The inaugural B5+1 Forum, a conference dedicated to strengthening business between the five Central Asian republics and the United States, came to a close today in Almaty after a second well received day of panel discussions.

The B5+1 Forum was created by the Center for International Private Enterprise (CIPE), which aims to use public-private partnerships to create a better environment for business and trade. The B5+1 platform brings international and local companies together with high-ranking government officials from all six countries, to learn about the difficulties that each side faces, and suggest new ways to attract partners and investment.

Following an opening day focused on “Looking within Central Asia”, today’s speakers brought attention to “Central Asia’s place in the world economy”. The morning began with a keynote speech by Eurasian affairs expert S. Frederick Starr, who argued that because the five countries are now members of different trade blocs, the revival of the Central Asian Economic Union could break down their existing barriers to business and trade with the United States.

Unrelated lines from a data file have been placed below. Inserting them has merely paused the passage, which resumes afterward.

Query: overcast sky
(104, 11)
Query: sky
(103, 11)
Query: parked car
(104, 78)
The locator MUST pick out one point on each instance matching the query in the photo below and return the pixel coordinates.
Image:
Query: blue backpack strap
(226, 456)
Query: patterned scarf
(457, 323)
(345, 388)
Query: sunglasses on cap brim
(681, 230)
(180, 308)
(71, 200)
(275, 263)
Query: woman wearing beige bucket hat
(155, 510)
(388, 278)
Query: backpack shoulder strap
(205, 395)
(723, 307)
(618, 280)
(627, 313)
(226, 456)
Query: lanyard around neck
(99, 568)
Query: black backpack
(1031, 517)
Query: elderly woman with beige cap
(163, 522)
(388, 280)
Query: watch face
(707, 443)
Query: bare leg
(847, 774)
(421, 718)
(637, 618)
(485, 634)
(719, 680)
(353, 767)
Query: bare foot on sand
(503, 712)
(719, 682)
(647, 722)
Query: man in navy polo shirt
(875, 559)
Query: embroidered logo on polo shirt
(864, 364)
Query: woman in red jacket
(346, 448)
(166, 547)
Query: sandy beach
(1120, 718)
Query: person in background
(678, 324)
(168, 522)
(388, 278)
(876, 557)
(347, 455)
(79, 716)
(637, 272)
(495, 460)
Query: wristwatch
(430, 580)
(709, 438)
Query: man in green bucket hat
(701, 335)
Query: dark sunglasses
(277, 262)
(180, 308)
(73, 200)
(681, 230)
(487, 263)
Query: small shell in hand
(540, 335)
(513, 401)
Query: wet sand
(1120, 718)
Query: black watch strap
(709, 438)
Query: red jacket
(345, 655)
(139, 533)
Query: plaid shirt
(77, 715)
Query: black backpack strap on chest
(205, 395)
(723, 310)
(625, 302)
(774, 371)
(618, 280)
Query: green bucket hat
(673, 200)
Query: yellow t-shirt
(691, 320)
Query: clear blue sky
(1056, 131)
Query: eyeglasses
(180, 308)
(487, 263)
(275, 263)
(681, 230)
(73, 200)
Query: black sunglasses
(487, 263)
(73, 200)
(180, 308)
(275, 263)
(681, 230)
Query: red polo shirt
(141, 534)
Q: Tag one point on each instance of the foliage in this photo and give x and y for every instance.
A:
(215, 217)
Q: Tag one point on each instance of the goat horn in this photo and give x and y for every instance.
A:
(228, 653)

During a morning session on international partnerships, foreign experts brainstormed ways to speed up the Central Asia region’s economic integration with the rest of the world. To an audience of business leaders whose overall mood was optimistic, the EU’s ambassador to Kazakhstan Kestutis Jankauskas and World Bank economist David Knight brought a dose of realism, by explaining that business in Central Asia is not performing as well as in other emerging regions. This, they both said, is because the governments – and business owners – have mostly still not let go of self-defeating ways of approaching markets and investment.

The middle session went into more detail about the investment landscape, particularly in terms of IT and fintech. Jennifer Miel, executive director for Kazakhstan for the US Chamber of Commerce, mentioned that all five Central Asian countries have seen healthy increases in foreign direct investment since 2021. This was soon tempered by Anatoly Motkin of the agency StrategEast, who said that to achieve further sustainable growth, the region must unify its legislation and best practices, so that foreign investors can treat it as a single market as much as possible.

The Forum’s closing session explored the role of business associations in public-private dialogue. The panel was moderated by Eric Hontz, CIPE’s director for accountable investments, and featured the executive directors of the US Chambers of Commerce in Kyrgyzstan, Tajikistan and Uzbekistan – Aisuluu Sydygalieva, Nilufar Bulbulshoeva and Tatyana Bystrushkina. Discussion centered on best practices and solutions for effective member representation.

The B5+1 Forum forms part of CIPE’s program called “Improving the Business Environment in Central Asia” (IBECA). CIPE themselves are affiliated to the US Chamber of Commerce – the catalyst behind the B7 and B20 platforms – and receive funding from the US Department of State.

Early indications are that the B5+1 Forum in 2025 will be held in Bishkek, Kyrgyzstan.